Haushalt

Liebe Mitbürgerinnen und Mitbürger,

seit gut zwei Jahren beschäftigen wir uns mit dem Projekt „Landsberg 2035“. Mitte 2018 hat der Stadtrat die Ziele, Wünsche und Projekte nun endlich beschlossen. Mit den  Handlungsfeldern bauen wir an der Zukunft unserer Stadt und ihrer Menschen.

Auch wenn wir aktuell noch nicht soweit sind, die rein finanzwirtschaftliche Sichtweise durch eine  zielorientierte, eine politische Sichtweise abzulösen, zeigt der Haushalt 2019 erste Ansätze dieses neuen Steuerungsmodells. So wurden in den Teilhaushalten erste  Tätigkeitsbeschreibungen, Zielformulierungen und erste Kennzahlen aufgenommen.

Aber gerade die vielen formulierten Ziele und Projekte machen einmal mehr die großen Herausforderungen für den städtischen Haushalt in den nächsten Jahren deutlich. Zwar werden unsere Steuererträge mit einem prognostizierten Wachstum von 4,2 % neue Höhen erklimmen; vorausgesetzt die Konjunktur spielt weiter mit und die Steuerschätzer behalten mit ihren durchaus optimistischen Schätzungen recht. Nach fast 10 Jahren Daueraufschwung ist dies jedoch zunehmend ein gewisser Risikofaktor. Tatsächlich sank im Jahr 2018 die Umlagekraft der Stadt. Sicherlich ist es noch viel zu früh von einer Krise zu sprechen, aber wenn es die Stadt in besten Zeiten nicht schafft ihren Ergebnishaushalt auszugleichen und Überschüsse zu erwirtschaften, dann wird sie dies in einer Phase der Stagnation oder des Abschwungs erst recht nicht schaffen.

Die Stadt Landsberg am Lech hat sich entschieden, konsequent in die Zukunft zu investieren. Dazu planen wir mit Investitionen bis 2022 in Höhe von 55 Mio. €. Schul-,  Kinderbetreuungs und Infrastrukturentwicklung sind weiterhin unser Hauptfokus, wenn es gilt, den Investitionsrückstand abzuarbeiten und unsere wachsende Stadt mit den notwendigen Einrichtungen zu versorgen. Geplante Investitionen von knapp 24 Mio. € allein im Jahr 2019 sprechen hier wieder eine deutliche Sprache.

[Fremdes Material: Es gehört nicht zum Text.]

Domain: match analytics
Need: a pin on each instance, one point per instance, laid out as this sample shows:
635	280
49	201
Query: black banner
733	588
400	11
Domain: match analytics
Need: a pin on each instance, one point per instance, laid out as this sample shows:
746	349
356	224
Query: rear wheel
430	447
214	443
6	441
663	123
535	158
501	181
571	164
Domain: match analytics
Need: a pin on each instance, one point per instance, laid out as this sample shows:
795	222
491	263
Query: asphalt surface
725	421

Auch im Ergebnishaushalt zeigen die Herausforderungen einer wachsenden Stadt ihre Spuren. Diese führen dazu, dass beim geplanten Jahresergebnis kein Überschuss erwirtschaftet werden kann. Hier fehlen 1,36 Mio. €. Zur Erinnerung: im Jahr 2018 hatten wir noch mit einem Überschuss von 2,56 Mio. € geplant. Der Grund hierfür liegt in der simplen Tatsache, dass unsere Aufwendungen deutlich schneller steigen als unsere Erträge. An die 3 Mio. € Mehraufwendungen gegenüber dem Vorjahr planen wir. Allein die Personal- und  Versorgungsaufwendungen mit einer Erhöhung um 2,3 Mio. € spiegeln zum einen den hohen Tarifabschluss, aber auch den hohen Bedarf an zusätzlichen Mitarbeiterinnen und Mitarbeitern in den Einrichtungen wider.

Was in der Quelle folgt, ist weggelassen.